Quello che rende “E la Nave Va” la pellicola di Fellini più completa ed unitario dai tempi de “8½ ”, è il modo in cui riesce a porsi dialetticamente con il mondo e la Storia. Lontano dalle crisi sociali, il film evita qualsiasi riferimento diretto alla contemporaneità (niente sindacati e femminismo) collocandosi temporalmente agli albori del 900. Ma in questo maniera non avviene un rifiuto della realtà, anzi rappresenta proprio il distacco necessario ricercato a lungo. Fellini arriva ad intuire che, affinché il cinema possa parlare del proprio tempo onestamente, non può farlo in modo volontario. La vita, nella riflessione senza tempo dell'arte, è solo un sotto-testo, un imprevisto non voluto. In questo “E la Nave Va” ricorda tantissimo il Jean Renoir de “La Regola del Gioco” o volendo il Luis Buñuel de “Quell'Oscuro Oggetto del Desiderio”. La riflessione lucida de “ La città delle Donne” è un vicolo cieco senza uscita. L'unica possibilità di dialogo tra arte e sguardo politico è l'annullamento della prima nella contaminazione della seconda.

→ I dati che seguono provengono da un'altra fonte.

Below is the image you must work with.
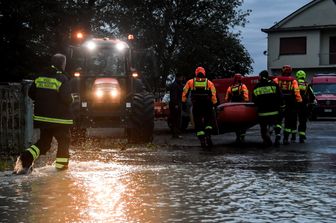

Nel drammatico scontro tra il cinema e la realtà, Fellini si dichiara sostanzialmente sconfitto. Un film non potrà mai essere testimone della Storia (l'incapacità di determinare il motivo dell'attacco della nave austro-ungarica, tramite la decisione di mostrare la stessa scena più volte, ogni volta leggermente modificata, è una soluzione già utilizzata da Buñuel ne “L'Angelo Sterminatore”). È in questa incapacità, però, che l'arte decide di morire in piedi. Fellini non verrà mai fagocitato dalla realtà, la sua opera si pone al di là di ogni narrazione. La consapevolezza della finzione, l'apparire del set, è la rivendicazione di autonomia massima. Fuori dal tempo, il cinema potrà raccontare di nuovo la sua storia. E la nave, per sempre, va.